The process of holding people accountable took an imaginative turn at Jurgens canvas factory in New Germany, South Africa. The institution of the Canvas Gallops proved to be a light-hearted but effective and inexpensive way of rewarding teams which consistently went the extra mile. And overall production increased even before anyone had received a reward.
In its workshops, Legitimate Leadership tries to take the mystery out of the process of holding people accountable by only having four options, two positive and two negative.
Once you have agreed what you expect of the person and the standard required, you follow up by observing the person in action and taking note of what he/she is contributing to the functioning of the team, to the production process, or to the customer.
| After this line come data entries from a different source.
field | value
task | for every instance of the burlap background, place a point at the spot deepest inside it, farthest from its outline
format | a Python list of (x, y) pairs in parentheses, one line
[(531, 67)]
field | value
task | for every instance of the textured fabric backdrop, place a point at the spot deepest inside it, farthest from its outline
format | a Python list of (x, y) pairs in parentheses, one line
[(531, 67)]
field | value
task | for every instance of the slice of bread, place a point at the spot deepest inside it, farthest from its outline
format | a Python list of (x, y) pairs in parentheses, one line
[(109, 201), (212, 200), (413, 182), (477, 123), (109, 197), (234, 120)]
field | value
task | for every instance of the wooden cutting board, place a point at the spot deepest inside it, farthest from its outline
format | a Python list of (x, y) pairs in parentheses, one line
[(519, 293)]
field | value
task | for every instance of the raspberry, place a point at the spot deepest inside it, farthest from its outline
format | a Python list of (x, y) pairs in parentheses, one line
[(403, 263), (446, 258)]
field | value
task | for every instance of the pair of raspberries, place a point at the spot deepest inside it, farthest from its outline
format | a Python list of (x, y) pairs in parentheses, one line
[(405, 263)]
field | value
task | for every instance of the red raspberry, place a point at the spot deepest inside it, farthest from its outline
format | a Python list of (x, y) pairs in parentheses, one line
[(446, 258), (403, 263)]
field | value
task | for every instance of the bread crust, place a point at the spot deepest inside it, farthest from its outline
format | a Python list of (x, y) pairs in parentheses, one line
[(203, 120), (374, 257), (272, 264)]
When you observe, you are looking at whether the person is careful or careless, or deliberately does more than is required, or deliberately does not do what is required. Once you have noted whether the contribution falls on the positive or negative side of the agreed standard, you need to decide whether to have a conversation (for careless or careful work) or to take action (for deliberate malevolence or going the extra mile).
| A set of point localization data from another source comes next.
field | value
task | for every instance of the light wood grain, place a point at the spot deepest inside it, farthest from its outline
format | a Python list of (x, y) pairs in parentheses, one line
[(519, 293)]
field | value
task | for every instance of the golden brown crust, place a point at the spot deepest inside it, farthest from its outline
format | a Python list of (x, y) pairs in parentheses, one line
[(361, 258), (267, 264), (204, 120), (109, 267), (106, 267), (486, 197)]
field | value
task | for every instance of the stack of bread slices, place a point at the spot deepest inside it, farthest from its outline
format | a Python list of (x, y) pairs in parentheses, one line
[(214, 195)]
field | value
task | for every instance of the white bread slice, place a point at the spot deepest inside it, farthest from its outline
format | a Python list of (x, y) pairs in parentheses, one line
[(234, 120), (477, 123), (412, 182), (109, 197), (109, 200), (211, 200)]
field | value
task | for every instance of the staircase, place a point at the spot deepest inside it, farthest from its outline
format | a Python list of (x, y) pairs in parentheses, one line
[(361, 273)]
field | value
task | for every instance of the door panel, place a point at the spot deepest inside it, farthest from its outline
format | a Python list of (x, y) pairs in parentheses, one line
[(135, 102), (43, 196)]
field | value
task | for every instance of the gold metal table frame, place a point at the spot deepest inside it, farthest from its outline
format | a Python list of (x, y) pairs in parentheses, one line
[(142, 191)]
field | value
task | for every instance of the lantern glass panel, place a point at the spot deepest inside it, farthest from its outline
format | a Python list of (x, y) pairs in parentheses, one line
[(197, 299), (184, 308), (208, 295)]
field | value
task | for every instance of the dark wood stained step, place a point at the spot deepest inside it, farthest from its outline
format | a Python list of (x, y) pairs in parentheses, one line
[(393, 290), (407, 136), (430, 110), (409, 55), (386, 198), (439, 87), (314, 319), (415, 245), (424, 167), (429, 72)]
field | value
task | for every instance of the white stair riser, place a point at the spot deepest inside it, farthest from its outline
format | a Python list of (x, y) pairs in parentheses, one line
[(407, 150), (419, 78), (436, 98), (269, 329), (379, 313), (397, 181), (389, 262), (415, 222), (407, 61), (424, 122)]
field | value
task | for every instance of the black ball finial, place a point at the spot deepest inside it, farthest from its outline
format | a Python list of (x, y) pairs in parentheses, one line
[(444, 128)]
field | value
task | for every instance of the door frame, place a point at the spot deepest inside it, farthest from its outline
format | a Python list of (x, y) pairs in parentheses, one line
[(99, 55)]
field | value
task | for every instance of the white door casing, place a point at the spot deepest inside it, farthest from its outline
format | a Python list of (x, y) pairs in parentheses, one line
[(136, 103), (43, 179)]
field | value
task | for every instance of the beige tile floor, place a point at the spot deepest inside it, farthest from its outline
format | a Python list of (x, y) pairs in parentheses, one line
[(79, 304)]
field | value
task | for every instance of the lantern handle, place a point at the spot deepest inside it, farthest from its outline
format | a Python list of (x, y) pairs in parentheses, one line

In the years of working with leaders, we often hear that they only give feedback when things go wrong; they go into “counselling” mode for the first failure and perhaps even the second, and then when it becomes too much they take action and issue a warning.
It is not so simple on the other hand, when people reach or exceed the standard.
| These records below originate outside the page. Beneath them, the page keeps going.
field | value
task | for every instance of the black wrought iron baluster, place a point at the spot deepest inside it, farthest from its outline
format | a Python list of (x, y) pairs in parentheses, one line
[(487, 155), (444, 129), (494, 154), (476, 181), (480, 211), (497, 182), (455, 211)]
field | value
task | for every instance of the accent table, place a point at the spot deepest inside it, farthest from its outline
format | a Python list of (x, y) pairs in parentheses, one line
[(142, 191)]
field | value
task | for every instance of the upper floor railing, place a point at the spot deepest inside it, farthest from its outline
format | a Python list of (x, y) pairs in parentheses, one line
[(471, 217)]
Many leaders do not acknowledge people who take the trouble to carefully deliver what has been agreed. The reason they give is usually “why do I need to say thank you when they are doing what they are paid to do?”
But that is exactly why: they have done what was asked of them and so acknowledgement is appropriate. We teach children that it is good manners to say please and thank you and this needs to continue into the workplace. A recent study of 200,000 employees across various organisations in the USA showed that what made people happiest at work was acknowledgement and appreciation for their work. Leaders, please say thank you!
The next level of positive accountability is rewarding people who go the extra mile. We find that this too is neglected by leaders. Especially at first line level, leaders say that “this is out of our hands and I don’t have the budget or the authority to do this”.
Well, that was not so in the case of the Jurgens canvas factory recently.
There, leadership decided to introduce a novel and inexpensive way of rewarding those teams which consistently went the extra mile.
Said the young production manager: “It is called the Canvas Gallops and we introduced it with the idea that it would be fun and something lekker (nice) to do on a monthly basis to reward people.”
Each production team chooses its own horse’s name and jockey colours, and horses are moved forward in line with daily production scores (each item produced has a minute value). So, as a team produces, its horse advances. Obviously, if teams produce more than their daily target, their horses advance even further for the day.
There are also penalties for teams that hand in sub-standard work, supply poor quality and have timing issues.
This generated huge interest – far more than was anticipated – with each team not only wanting to do well itself but also wanting to do better than the other teams.
Teams are calculating by the hour how much they need to produce to advance at a faster pace, exceed their targets, and beat the other teams. By making the scoreboard visible to everyone, people are more engaged and motivated to maximise their contribution.
In the first month, the output for the factory increased by 5% and the rewards cost the company a mere R1,600 ($115). The top three teams that exceeded their targets were given big slabs of chocolate for each person; those who did not exceed their targets all received token smaller slabs of chocolate for participating so enthusiastically.
People were extremely motivated every day for the entire month. And supervisors were totally focused on doing what they should do (that is, set their teams up to succeed, rather than breathing down their necks). So, it was a no-brainer: targets were achieved and exceeded.
In one easy step, supervisors shifted from what they wanted to get out of their people to what they needed to give to their people. All because their managers found a simple and creative way to measure and reward people for their contributions.
The Canvas Gallops did not require any sign-off or adjusting of authority levels, and they certainly did not break the bank.